Summary: This message looks at how Christmas impacts our past
Christmas Eve Stave two the Past
As a child he was a voracious reader and his favourite book was The Arabian Nights, which he read over and over again. For a while his family was able to afford to send him to a private school where he flourished, but that was short lived.
He was twelve years old when his father was forced by his creditors into the Marshalsea debtors' prison in London. His mother and younger siblings were sent to the prison as well, but because he was twelve, he was deemed to be old enough to be left to his own devices.

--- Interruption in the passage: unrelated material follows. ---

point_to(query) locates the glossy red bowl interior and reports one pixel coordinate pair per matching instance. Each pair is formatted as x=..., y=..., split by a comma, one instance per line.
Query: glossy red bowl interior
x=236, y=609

It wasn’t very long before he had to quit school and get a job working ten-hour days in Warren’s Blacking Warehouse pasting labels on bottles of boot blacking. The long harsh hours would have a lasting impact on him. He once wrote “I wondered how I could have been so easily cast away at such an age"
His father was released from debtors’ prison after the boy’s grandmother passed away leaving her son enough to pay off his debts. But the boy’s mother decided to let him keep working in the blacking factory even after the family was released. And that left another mark on the boy, he stated “"I never afterwards forgot, I never shall forget, I never can forget, that my mother was warm for my being sent back".
The boy of course was Charles Dickens and the righteous indignation that resulted from his childhood experiences as well as the conditions that he viewed working-class people living in became major themes of his works. He would later write, "I had no advice, no counsel, no encouragement, no consolation, no assistance, no support, of any kind, from anyone, that I can call to mind, . . ."
This is week two of our A Christmas Carol Series and we will be using Dickens’ most successful book as a frame work as we look at how Christmas affects our Past, our present and our future.
As I mentioned last week, A Christmas Carol is divided into five chapters or five staves as Dickens calls them. Last week we looked at how Stave one introduced us to the location and time of the Novel, which was London England in the mid-eighteen hundreds and to the main characters of the story, in particular the protagonist Ebenezer Scrooge.
From there we jumped into Matthew 1 and the first two chapters of Luke’s gospel and looked at how the Christmas story was introduced.
It was there that we were introduced to a young unmarried girl named Mary and her fiancé Joseph, the main Characters in the story. And we discovered that the story happened in Bethlehem as it been predicated in the Old Testament and that it happened at not just any time but at just the right time.
The second stave of a Christmas Carol involves Scrooge being visited by the first spirit, the Ghost of Christmas Past. Not the Ghost of the Long Past, but the Ghost of Scrooge’s personal past.
The spirit takes Scrooge on a journey back to his more innocent days, before he had become the man he became.
Then the spirit showed him how he had become obsessed with money to the point of alienating and driving away the ones he loved the most.
Scrooge was shaped by his past, just as Dickens himself was shaped by the events of his childhood.
And it is here that we discover that every person has a past and often our past defines our present and inevitably our future.
But what does that have to do with Christmas?
Last week we looked at some of the prophecies concerning Jesus’ birth and how the past pointed toward the events of that day. And maybe you are thinking: the question is still so what? How does that make a difference in my life today?
Well, if you are content to leave Jesus in the manger then Christmas will make no difference in your life.
And so, to illustrate this we are going to go to the most unlikely place for a Christmas message to take us, the crucifixion.
It’s 33 years and 9 kms from the manger and the baby is now a man. After teaching across Galilee and the surrounding area for 3 years Jesus has been accused of blasphemy and treason by the religious leaders who feel threatened by his teachings of a new kingdom.
As a result, these leaders have Jesus arrested and after a mockery of a trial he is sentenced to be executed in the most horrific way. He was beaten and then nailed to a cross and left to die.
It is toward the end of his life, late in the afternoon when we pick up the story in Luke 23:39-43 One of the criminals hanging beside him scoffed, “So you’re the Messiah, are you? Prove it by saving yourself—and us, too, while you’re at it!” But the other criminal protested, “Don’t you fear God even when you have been sentenced to die? We deserve to die for our crimes, but this man hasn’t done anything wrong.” Then he said, “Jesus, remember me when you come into your Kingdom.” And Jesus replied, “I assure you, today you will be with me in paradise.”